I'd like to just make an all-encompassing comment to sum up my thoughts on the matter.
EDIT: certain recent discoveries have made a section of this original post irrelevant. I'll simply keep what still apllies.
What some tend to forget is that it isn't really the TASer who has to "deal with it", it's the audience. As a TASer manipulating 100 optimal hits is the same as manipulating 10. But if an overly long boss fight
grinds the flow of a movie to a hault then it's only hurting the movie's entertainment in the long run.
The way I see it, if you don't keep the audience in mind, why are you submitting the run at all? (If you didn't care to some extent you'd simply keep the run for yourself). What I'm getting at is that there has to be a line between appeasing the "OMG itz on Death Mode!" crowd, and the people that want a fast-paced categorical decimation of a game that ultimately results in an impressive TAS. Yes, the game should be seen as a feat above what human hands can do (as per this site's motto) but that doesn't mean using, or demanding the use of any difficulty is always the answer. That is demanding either extreme.
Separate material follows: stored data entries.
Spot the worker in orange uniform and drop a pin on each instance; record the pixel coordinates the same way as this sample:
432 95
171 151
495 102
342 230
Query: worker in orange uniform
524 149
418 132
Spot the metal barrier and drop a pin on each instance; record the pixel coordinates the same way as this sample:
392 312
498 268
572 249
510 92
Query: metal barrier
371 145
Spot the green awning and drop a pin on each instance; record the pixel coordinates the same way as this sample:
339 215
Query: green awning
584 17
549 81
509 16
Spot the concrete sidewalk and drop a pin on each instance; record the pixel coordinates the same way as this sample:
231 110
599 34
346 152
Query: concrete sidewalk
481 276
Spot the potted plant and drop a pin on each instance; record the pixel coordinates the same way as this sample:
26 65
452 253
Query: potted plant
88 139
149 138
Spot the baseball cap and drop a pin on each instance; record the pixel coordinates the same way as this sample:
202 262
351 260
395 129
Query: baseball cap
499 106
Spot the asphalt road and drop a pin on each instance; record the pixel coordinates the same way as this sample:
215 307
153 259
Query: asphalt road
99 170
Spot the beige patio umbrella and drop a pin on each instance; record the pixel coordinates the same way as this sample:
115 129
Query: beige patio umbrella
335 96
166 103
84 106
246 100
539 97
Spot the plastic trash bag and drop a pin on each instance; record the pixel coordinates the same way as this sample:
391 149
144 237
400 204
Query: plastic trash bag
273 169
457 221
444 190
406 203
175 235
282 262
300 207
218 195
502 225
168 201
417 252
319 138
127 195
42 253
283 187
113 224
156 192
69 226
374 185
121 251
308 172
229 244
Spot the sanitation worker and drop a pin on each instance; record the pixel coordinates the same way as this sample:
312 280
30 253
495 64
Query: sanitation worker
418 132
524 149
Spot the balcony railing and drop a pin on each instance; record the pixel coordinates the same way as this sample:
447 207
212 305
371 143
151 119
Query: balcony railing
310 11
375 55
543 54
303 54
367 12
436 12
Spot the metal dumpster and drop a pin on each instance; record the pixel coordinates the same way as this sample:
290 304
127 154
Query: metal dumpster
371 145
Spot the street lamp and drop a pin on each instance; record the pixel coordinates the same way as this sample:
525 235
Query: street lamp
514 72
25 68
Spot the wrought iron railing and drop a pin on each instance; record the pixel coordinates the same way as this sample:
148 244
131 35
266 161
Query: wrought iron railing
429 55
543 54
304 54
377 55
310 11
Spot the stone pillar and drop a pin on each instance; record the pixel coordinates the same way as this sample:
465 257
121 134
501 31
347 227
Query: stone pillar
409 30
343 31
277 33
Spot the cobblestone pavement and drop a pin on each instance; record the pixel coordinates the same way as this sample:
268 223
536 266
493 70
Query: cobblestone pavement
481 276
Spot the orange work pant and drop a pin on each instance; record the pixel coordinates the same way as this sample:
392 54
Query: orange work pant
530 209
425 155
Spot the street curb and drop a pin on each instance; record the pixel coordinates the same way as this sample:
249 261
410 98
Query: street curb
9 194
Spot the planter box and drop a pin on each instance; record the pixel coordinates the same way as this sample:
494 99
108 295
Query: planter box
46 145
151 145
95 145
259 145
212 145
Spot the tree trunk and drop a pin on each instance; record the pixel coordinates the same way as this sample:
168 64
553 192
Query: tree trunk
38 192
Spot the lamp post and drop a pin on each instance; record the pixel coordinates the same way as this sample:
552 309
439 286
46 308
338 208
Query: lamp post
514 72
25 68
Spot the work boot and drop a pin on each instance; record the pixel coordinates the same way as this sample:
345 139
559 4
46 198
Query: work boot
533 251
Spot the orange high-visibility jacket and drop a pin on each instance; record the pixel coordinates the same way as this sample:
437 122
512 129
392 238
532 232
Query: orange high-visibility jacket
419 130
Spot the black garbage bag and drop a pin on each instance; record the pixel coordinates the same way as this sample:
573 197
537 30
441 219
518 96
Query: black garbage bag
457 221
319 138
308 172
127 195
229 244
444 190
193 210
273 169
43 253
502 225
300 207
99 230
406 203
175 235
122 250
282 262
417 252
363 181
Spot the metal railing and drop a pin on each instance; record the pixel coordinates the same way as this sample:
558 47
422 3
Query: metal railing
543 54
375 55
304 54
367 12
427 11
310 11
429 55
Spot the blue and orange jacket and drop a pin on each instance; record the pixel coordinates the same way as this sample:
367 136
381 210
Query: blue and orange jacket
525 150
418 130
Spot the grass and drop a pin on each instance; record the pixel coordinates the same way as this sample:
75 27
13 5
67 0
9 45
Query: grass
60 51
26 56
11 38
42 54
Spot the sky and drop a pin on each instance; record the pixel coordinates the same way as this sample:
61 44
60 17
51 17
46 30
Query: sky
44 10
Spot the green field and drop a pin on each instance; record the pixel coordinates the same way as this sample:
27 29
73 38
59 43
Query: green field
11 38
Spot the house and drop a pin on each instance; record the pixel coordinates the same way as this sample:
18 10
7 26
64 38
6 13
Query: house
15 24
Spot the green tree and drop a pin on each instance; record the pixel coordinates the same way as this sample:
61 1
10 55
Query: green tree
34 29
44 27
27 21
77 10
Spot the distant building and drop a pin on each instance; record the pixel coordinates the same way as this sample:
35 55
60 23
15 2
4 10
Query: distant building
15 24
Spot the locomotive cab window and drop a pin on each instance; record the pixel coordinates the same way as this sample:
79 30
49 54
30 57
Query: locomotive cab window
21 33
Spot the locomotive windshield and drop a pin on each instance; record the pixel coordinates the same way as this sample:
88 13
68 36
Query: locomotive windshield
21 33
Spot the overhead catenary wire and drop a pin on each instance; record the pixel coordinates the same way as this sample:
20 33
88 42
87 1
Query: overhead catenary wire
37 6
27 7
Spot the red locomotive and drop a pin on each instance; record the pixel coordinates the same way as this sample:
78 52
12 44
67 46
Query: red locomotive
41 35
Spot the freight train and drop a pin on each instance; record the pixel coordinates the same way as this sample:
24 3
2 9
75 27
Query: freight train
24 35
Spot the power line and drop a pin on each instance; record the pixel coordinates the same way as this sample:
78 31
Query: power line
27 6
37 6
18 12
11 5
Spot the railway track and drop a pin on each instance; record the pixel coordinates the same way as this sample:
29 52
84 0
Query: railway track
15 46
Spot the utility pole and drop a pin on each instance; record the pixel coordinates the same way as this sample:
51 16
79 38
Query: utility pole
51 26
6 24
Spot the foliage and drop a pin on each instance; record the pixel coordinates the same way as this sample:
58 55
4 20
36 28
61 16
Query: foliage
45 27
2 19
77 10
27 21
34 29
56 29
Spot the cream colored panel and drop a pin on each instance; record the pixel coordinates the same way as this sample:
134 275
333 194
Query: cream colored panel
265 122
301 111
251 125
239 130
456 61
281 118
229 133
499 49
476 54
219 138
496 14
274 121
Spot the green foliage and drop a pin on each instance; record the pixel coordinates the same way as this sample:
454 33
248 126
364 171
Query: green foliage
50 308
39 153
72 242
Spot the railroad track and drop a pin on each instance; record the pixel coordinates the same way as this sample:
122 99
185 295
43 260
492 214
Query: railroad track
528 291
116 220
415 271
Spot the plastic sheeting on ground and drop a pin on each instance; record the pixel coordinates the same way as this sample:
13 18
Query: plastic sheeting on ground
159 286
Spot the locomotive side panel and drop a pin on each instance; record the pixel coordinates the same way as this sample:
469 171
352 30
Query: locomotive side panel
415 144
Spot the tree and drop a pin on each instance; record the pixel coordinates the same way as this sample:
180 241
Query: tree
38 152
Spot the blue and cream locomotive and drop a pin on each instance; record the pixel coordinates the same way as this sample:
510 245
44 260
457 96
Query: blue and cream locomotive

If we're going to use the "it's more difficult unassisted" argument, then I can say that from the perspective of RTA running I can't think of a single instance in which I've heard or seen a runner say something to the effect of: "the bosses patterns are the same as the ones I'm used to, but the extra health makes it much harder!". Muscle memory is a wonderful thing. If a boss doesn't change it's patterns, speed or anything else, most veteran RTA runners don't seem to be upset. The difficulty tends to come from other factors (health management, less frequent ammo drops, more spawning enemies or even enemies dealing more damage - not just that the enemies
have more HP). I'm not speaking for all runners, but please show me an RTA runner that's a master at their game(s) who says otherwise.
In sum: I think a case-by-case decision situation with guidelines rather than a hard and fast list of rules is the best. If there are questions, then let the runner(s) justify it (this for using hard mode as far as I'm concerned). If the audience is more entertained by a certain difficulty then it should be obvious which one to pick. If they find something entertaining in both (and both offer enough variety and can be justified well and agreed upon) then let them coexist. I don't think an easy mode run should obsolete a hard mode run, though. It strikes me as being much the same as using Japanese text to improve on an English run. But if a
hard mode run that is undoubtedly better optimized, but is slower due in part to the difficulty (i.e. not slower due to optimization issues, obviously) then I think it should be able obsolete
a normal or easy mode run that isn't as well optimized, or doesn't meet the run goal as well.